かんぽの宿売却騒動
かんぽの宿売却騒動にムカついています。
2年前に起こったという1万円売却~6000万円転売は、政治的圧力に踊らされた「はじめに売却ありき」の資産査定が出鱈目だったことを雄弁に物語っています。
だいたい国有財産の土地なんて、昔の公有地(幕藩体制の頃から)か、国の施策のために地元が協力させられた物が多いのだから、民間企業に安く売却なんて地元地域から見たら背信行為でしょう。
ムカついたので、日経新聞論説(1/29)の記述(の極一部)にからんでみようと思います。
> 政治の圧力で入札結果を覆す総務相の姿勢は全く納得できない
現在は政府が100%株主の特殊な株式会社ですから純粋な民間会社ではありません。
言ってみれば持ち株会社の理解を得られない子会社の資産処分なのに、日経ではその点はスルーでしょうか?
> 西川氏が日本郵政のトップになったのは、政治圧力に屈せず、合理的な経営判断で民営化の実をあげることを期待されたからではなかったか
小泉・竹中路線の中で、それに反対する政治圧力に屈しないことを期待されたのでしょうね。
日経が未だに(化けの皮がはがれた)小泉・竹中路線でしかモノを考えられない証左でしょう。
簿価の1/20で叩き売るという国民財産の毀損行為が「合理的な経営判断」である根拠を、日本郵政・西川社長と日経新聞は証明する義務があると思います。
以下に全文を引用します。私が主旨を取り違えていないことを確認するために。
日経新聞 平成21年1月29日社説
http://www.nikkei.co.jp/news/shasetsu/20090129AS1K2900429012009.html
「かんぽの宿」不可解な凍結(1/30)
何とも不可解だ。日本郵政は宿泊施設「かんぽの宿」のオリックスへの譲渡凍結を表明した。鳩山邦夫総務相が宮内義彦オリックス会長の公職歴などを盾に反発し、譲渡手続きに必要な会社分割の認可を得られそうにないからだという。十分な証拠も示さず政治の圧力で入札結果を覆す総務相の姿勢は全く納得できないが、「公明正大な手続きだ」といいながら、満足な説明もなく簡単に折れた日本郵政の西川善文社長の姿勢にも問題がある。
かんぽの宿は年50億円規模の赤字を出している。日本郵政は今年度事業計画に沿って競争入札を実施し、雇用維持を表明したオリックス不動産に108億円で70施設を一括譲渡すると決めた。総務相は猛反発し、日本郵政への質問状の答えにも「全く説得力もない」と述べた。
西川社長は「譲渡案は横に置き、原点に立ち戻って再検討する」と表明した。入札手続きは「公明正大で、疑いを持たれることはない」ともいう。総務相も西川社長も他の入札参加者や金額などの公表を控えている。外からみて何が譲渡凍結の原因なのかが、さっぱり分からない。

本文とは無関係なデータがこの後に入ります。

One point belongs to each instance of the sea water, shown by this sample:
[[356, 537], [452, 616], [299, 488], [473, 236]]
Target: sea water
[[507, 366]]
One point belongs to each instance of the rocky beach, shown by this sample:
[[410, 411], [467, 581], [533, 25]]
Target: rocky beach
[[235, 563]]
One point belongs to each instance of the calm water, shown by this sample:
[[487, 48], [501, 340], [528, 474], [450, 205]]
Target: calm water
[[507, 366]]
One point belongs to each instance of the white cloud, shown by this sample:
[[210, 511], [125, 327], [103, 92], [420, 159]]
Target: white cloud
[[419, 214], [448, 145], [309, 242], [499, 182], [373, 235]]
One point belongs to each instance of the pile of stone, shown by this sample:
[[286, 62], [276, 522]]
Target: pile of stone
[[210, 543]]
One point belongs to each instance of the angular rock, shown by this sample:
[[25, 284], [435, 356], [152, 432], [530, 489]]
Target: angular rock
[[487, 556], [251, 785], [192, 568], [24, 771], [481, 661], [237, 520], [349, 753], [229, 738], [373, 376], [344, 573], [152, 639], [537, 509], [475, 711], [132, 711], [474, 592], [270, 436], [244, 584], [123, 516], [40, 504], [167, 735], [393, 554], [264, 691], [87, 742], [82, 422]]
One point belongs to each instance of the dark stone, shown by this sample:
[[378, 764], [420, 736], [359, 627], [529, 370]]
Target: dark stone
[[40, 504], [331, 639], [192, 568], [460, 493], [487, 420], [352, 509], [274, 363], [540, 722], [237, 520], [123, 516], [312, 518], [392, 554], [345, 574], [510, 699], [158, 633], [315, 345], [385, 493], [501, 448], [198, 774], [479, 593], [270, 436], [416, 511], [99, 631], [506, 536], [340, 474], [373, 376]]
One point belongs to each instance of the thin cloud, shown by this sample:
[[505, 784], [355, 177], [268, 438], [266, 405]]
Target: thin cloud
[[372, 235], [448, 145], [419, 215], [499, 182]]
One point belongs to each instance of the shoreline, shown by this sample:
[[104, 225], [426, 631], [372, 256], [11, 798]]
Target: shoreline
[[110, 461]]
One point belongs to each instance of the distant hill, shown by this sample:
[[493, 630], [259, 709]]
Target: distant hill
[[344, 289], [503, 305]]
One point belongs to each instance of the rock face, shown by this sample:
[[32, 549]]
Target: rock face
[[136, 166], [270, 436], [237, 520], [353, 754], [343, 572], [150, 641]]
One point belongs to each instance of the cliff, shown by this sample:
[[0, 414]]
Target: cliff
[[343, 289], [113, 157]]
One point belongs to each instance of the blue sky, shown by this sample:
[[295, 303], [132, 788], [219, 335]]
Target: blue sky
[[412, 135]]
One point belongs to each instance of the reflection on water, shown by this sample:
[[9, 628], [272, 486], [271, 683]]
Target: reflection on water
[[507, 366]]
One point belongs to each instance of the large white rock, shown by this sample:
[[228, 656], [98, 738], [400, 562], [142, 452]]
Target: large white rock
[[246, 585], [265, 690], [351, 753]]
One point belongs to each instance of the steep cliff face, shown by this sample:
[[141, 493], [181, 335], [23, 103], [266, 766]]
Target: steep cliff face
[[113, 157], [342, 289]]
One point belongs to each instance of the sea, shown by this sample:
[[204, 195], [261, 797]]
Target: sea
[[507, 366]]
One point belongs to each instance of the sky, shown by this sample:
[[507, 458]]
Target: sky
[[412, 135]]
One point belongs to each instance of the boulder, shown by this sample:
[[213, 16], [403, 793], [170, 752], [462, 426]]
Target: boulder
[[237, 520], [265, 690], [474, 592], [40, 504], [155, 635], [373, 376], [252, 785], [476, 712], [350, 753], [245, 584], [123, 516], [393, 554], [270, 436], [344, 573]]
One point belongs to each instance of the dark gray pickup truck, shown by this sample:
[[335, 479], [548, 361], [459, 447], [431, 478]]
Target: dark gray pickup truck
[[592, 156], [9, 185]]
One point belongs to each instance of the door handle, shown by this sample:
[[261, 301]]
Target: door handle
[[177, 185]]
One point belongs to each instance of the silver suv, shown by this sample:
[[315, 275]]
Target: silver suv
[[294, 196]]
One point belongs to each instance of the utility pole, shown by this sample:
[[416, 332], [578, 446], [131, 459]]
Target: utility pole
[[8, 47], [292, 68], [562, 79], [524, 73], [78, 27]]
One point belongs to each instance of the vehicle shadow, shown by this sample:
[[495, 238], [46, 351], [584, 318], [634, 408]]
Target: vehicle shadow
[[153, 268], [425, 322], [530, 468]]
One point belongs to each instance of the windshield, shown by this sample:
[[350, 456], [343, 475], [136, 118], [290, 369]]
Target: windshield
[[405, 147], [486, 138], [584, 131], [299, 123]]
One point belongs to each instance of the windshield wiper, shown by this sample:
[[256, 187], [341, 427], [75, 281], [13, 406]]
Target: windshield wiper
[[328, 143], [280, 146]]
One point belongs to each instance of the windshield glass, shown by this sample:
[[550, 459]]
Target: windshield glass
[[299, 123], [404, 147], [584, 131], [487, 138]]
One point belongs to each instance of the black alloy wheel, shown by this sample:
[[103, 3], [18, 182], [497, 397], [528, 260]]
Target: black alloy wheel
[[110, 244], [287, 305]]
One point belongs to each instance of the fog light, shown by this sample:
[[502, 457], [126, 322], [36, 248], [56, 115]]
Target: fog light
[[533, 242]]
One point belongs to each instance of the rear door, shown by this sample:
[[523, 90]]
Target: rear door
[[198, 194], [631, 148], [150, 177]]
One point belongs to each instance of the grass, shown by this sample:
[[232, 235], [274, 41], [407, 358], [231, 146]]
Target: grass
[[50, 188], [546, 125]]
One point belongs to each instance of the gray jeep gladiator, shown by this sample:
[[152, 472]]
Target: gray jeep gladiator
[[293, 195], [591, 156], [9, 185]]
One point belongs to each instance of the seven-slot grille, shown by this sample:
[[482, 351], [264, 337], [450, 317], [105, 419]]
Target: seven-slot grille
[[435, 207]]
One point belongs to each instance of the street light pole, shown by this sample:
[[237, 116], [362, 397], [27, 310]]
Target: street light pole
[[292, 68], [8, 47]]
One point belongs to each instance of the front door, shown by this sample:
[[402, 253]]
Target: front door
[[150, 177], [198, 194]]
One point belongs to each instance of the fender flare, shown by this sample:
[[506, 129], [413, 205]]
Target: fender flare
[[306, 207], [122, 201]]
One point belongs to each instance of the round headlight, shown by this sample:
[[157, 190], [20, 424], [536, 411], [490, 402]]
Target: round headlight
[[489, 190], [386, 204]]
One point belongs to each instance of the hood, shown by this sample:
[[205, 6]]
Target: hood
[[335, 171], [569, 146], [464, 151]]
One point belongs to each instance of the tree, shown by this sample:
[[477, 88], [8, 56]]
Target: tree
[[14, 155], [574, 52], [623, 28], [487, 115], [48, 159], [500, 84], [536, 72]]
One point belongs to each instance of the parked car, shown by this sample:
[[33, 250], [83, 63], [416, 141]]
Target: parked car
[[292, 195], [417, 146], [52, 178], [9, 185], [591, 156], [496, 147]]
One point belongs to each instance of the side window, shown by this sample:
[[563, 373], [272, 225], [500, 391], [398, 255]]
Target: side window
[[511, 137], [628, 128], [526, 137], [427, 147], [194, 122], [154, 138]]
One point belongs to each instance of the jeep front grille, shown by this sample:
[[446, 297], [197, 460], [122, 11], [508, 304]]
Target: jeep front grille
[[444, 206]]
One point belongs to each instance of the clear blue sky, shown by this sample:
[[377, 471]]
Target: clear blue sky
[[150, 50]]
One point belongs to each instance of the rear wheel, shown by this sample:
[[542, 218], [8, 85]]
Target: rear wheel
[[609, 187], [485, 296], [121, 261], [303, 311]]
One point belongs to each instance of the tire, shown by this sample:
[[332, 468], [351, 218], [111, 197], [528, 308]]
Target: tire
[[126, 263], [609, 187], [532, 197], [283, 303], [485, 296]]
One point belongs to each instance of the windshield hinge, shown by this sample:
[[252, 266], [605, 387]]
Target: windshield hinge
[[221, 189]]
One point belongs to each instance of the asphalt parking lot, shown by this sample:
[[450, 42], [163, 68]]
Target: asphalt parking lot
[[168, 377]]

総務相の主張は説得力を欠く。まず規制改革・民間開放推進会議議長だった宮内会長が率いるオリックスへの譲渡を「出来レース」と批判した点だ。入札に落ち度や不正があるのなら当然指弾されるべきだが、その根拠は示されていない。
政治家の「直感」で入札という商慣行が否定されるようでは、国内企業どころか海外の日本に対する信頼も落としかねない。総務相に付和雷同する野党の姿勢も無責任だ。
日本郵政も不正がないというなら総務相の指摘に粘り強く反論すべきだ。当初は政府の100%出資とはいえ、民間人の西川氏が日本郵政のトップになったのは、政治圧力に屈せず、合理的な経営判断で民営化の実をあげることを期待されたからではなかったか。入札価格が適正かどうかなどを判断できる具体的な情報を一般にも示す必要があった。
かんぽの宿70施設の建設費用は2400億円にのぼる。それが大幅に減価しているのは間違いない。採算を顧みず、ずさんな投資をした官の責任を不問に付すのもおかしい。